Let \(S(y\mid\theta) = \frac{\partial}{\partial\theta}\log f(y\mid\theta)\) be the observed score function and let \(S(y,z\mid\theta) = \frac{\partial}{\partial\theta}\log g(y,z\mid\theta)\) be the complete data score function. In a critically important paper, Tom Louis showed that \[ I_{Z\mid Y}(\theta) = \mathbb{E}\left[ S(y, z\mid\theta)S(y, z\mid\theta)^\prime \right] - S(y\mid\theta)S(y\mid\theta)^\prime. \] with the expectation taken with respect to the missing data density \(h(z\mid y,\theta)\). The first part of the right hand side involves computations on the complete data, which is fine. Unfortunately, the second part involves the observed score function, which is presumably difficult to evaluate. However, by definition, \(S(y\mid\hat{\theta}) = 0\) at the maximum likelihood estimate \(\hat{\theta}\). Therefore, we can write the observed information matrix at the MLE as \[ I_Y(\hat{\theta}) = I_{Y,Z}(\hat{\theta}) - \mathbb{E}\left[ S(y, z\mid\theta)S(y, z\mid\theta)^\prime \right] \] so that all computations are done on the complete data. Note also that \[\begin{eqnarray*} I_{Y,Z}(\hat{\theta}) & = & -\mathbb{E}\left[\left. \frac{\partial}{\partial\theta\partial\theta^\prime} \log g(y,z\mid\theta)\right|\hat{\theta}, y \right]\\ & = & -Q^{\prime\prime}(\hat{\theta}\mid\hat{\theta}) \end{eqnarray*}\]
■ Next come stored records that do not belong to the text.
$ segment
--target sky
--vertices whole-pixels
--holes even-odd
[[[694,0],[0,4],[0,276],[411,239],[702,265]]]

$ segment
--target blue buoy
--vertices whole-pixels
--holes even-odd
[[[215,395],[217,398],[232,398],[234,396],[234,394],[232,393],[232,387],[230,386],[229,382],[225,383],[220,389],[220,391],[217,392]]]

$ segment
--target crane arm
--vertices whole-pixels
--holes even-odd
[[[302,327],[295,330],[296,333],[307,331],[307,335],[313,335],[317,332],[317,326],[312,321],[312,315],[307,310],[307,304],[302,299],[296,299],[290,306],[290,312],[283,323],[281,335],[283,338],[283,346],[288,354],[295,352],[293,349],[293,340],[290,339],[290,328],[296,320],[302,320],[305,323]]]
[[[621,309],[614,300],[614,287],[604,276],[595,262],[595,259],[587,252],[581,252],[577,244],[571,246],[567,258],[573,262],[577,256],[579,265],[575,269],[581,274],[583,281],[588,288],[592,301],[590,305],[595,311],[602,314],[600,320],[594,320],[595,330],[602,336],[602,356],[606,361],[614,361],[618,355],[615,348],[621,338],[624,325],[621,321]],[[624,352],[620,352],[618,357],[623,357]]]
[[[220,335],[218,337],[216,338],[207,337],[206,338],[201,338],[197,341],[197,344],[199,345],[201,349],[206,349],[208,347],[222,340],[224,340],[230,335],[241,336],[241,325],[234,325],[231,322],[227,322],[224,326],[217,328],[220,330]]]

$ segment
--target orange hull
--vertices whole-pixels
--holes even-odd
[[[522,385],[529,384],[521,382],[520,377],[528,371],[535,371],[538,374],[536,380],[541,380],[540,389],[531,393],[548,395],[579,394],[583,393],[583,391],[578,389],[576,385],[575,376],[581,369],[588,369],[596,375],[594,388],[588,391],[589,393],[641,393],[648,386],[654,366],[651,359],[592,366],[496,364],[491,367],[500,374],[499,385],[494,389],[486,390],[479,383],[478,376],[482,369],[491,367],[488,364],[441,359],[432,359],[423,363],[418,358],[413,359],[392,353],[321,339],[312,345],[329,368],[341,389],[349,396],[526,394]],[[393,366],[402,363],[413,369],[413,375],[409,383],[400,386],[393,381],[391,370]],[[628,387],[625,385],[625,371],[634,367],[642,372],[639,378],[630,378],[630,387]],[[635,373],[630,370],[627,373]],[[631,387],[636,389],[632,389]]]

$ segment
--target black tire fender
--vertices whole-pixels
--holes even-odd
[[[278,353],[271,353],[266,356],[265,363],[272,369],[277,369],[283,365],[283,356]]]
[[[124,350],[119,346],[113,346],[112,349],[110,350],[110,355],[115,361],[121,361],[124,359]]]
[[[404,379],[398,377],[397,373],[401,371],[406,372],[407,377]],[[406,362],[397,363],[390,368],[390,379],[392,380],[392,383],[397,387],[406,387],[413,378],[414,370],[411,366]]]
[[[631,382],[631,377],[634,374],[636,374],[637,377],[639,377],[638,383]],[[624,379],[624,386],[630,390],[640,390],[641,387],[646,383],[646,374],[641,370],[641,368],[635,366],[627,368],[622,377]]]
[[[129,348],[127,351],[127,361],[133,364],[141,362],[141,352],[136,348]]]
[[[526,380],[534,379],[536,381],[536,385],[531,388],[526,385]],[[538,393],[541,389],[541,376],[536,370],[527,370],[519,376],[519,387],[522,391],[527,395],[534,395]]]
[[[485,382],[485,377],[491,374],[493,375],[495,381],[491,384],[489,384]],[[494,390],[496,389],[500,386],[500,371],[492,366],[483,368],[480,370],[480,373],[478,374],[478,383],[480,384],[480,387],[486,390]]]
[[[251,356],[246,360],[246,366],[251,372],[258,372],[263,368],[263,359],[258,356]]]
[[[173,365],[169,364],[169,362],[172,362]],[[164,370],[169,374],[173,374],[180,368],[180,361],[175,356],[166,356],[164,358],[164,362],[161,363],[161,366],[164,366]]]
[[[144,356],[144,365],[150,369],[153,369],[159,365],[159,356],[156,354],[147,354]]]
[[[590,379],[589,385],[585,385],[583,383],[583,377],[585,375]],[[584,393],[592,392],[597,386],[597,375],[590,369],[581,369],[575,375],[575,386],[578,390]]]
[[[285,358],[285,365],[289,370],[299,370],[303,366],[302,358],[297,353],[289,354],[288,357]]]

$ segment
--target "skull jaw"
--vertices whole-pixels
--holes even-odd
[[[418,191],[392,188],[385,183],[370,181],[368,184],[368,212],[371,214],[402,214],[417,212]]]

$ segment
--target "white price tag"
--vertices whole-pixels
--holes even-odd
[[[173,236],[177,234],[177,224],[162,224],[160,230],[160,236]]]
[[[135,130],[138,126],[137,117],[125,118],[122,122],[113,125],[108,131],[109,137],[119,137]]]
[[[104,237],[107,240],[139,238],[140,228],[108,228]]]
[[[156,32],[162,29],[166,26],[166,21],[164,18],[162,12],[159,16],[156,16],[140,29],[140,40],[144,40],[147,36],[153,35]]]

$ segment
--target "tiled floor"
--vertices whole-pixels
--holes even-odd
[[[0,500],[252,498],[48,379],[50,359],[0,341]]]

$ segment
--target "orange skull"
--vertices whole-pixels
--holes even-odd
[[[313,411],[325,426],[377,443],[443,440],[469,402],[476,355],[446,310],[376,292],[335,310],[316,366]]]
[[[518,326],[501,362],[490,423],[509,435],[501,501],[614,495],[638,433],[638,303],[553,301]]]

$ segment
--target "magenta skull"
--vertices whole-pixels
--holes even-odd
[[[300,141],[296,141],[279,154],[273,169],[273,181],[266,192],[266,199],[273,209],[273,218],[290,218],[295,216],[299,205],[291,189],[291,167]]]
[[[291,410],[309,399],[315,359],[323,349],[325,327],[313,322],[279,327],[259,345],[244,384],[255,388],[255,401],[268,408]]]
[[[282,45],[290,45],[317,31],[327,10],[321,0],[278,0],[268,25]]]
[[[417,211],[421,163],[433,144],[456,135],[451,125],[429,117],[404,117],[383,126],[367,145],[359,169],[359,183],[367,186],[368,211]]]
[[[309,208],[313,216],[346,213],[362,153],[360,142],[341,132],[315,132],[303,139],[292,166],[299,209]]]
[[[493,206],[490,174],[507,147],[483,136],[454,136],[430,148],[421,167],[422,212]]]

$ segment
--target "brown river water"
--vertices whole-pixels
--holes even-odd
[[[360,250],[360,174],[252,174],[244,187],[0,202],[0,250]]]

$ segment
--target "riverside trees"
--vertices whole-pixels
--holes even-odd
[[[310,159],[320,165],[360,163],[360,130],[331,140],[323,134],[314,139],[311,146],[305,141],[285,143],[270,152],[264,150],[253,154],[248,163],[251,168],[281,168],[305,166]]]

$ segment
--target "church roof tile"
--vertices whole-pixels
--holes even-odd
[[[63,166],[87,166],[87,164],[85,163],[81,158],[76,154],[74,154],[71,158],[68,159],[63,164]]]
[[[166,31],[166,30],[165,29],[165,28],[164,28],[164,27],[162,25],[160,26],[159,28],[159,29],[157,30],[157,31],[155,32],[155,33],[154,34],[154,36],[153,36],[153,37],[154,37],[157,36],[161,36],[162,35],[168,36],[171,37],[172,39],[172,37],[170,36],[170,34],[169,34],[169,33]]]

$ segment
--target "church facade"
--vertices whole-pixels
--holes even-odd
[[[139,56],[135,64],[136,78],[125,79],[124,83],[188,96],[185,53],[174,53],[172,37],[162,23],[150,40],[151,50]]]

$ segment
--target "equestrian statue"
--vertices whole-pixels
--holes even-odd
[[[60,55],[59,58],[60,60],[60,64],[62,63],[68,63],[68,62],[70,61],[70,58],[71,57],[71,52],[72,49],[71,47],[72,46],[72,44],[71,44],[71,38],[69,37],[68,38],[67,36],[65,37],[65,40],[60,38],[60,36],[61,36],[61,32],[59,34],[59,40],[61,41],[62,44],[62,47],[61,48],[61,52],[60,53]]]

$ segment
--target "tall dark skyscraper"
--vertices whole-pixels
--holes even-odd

Meilijson showed that when the observed data \(\mathbf{y}=y_1,\dots,y_n\) are iid, then \[ S(\mathbf{y}\mid\theta)=\sum_{i=1}^n S(y_i\mid\theta) \] and hence \[\begin{eqnarray*} I_Y(\theta) & = & \text{Var}(S(\mathbf{y}\mid\theta))\\ & = & \frac{1}{n}\sum_{i=1}^n S(y_i\mid\theta)S(y_i\mid\theta)^\prime - \frac{1}{n^2}S(\mathbf{y}\mid\theta)S(\mathbf{y}\mid\theta)^\prime. \end{eqnarray*}\] Again, because \(S(\mathbf{y}\mid\hat{\theta})=0\) at the MLE, we can ignore the second part of the expression if we are interested in obtaining the observed information at the location of the MLE. As for the first part of the expression, Louis also showed that \[ S(y_i\mid\theta) = \mathbb{E}[S(y_i, z_i\mid\theta)\mid y_i, \theta_0]. \] where the expectation is once again taken with respect to the missing data density. Therefore, we can transfer computations on the observed score function to computations on the complete score function.